Optimal Management of ADHD - Episode 2

Impact of ADHD on Quality of Life

March 12, 2021
Andrew J. Cutler, MD, SUNY Upstate Medical University

,
Rakesh Jain, MD, MPH, Texas Tech University School of Medicine

Rakesh Jain, MD, MPH, comments on factors pre-disposing children and adults to ADHD and the impact of disease on patients’ and caregivers’ quality of life (QoL).

Rakesh Jain, MD, MPH: Many factors predispose children and adults to ADHD [attention-deficit/hyperactivity disorder]. No doubt, the No. 1 factor appears to be genetics. In fact, ADHD is probably the single most genetic neuropsychiatric disorder my colleagues and I take care of. Depending on the study reporting on the disease’s prevalence, the risk is anywhere between 70% and 78%. That’s a great deal of inheritance, and it affects men and women.

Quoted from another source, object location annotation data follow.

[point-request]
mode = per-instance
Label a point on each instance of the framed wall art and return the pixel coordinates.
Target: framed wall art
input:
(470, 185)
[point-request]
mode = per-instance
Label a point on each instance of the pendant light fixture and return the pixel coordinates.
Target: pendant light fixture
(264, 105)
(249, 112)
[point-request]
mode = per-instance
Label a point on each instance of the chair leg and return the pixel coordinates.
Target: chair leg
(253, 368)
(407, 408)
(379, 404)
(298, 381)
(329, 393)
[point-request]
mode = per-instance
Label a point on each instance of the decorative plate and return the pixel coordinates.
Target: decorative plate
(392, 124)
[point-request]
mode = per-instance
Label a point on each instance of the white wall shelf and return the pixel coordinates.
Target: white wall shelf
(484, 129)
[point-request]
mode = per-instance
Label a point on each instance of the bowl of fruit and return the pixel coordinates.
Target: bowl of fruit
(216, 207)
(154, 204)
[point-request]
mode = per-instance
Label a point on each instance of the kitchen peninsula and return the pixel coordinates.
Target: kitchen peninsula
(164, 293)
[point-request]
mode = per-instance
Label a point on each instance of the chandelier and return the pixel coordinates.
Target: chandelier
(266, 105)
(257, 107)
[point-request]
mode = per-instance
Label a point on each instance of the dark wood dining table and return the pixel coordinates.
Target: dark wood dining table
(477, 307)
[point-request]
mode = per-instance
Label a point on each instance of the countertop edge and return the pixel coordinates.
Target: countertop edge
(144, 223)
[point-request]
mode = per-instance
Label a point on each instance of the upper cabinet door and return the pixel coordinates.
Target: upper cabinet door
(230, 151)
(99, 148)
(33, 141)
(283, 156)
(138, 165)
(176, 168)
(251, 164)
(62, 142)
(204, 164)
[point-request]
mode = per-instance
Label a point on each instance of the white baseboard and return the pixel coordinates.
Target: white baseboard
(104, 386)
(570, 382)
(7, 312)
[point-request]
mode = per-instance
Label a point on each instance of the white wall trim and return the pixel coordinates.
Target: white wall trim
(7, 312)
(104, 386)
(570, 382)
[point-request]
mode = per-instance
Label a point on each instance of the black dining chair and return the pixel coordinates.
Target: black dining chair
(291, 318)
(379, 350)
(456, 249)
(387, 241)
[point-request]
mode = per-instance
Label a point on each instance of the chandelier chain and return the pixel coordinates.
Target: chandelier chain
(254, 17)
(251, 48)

But there are other factors. For example, a deprivation environment in childhood can be a risk factor. Maternal cigarette smoking is a risk factor. Nutrition can be a risk factor.

In terms of adult ADHD, this is not an event that all of a sudden magically appears in adulthood. The onset of ADHD symptoms occur before age 12, and the majority of adults we see are ones who’ve had ADHD all their lives but are just being diagnosed.

In terms of ADHD and quality of life, it is very clear that the disorder is not just a collection of symptoms. It profoundly impacts quality of life in a variety of ways.

Let’s look at someone who is 9 years old. In fact, the last patient I saw, a 9-year-old boy, is affected. But how? His quality of life is impacted at school academically. He’s 9, but he’s already had loss of self-esteem, self-confidence. He wants to drop out of school permanently. He’s 9 years old. That’s a major impact on quality of life. His friends shun him because of his hyperactivity and impulsivity. You can imagine at any age social connectivity is important, but ADHD that has not been treated well took that away from him.

On top of that, he has an older sister whose patience with him has worn thin. His parents—he, by the way, has wonderful parents—are very tired. This is a clear demonstration of how ADHD, even though it’s a symptomatic disorder, can affect quality of life. I’ve seen the same thing with adult ADHD. Work suffers. Marriages suffer. Parent-child relationships can suffer. Self-esteem suffers. Wellness suffers. Social interaction suffers. As far as the eye can see, in most of my patients with ADHD, no matter what their age might be, quality of life takes a rather large hit.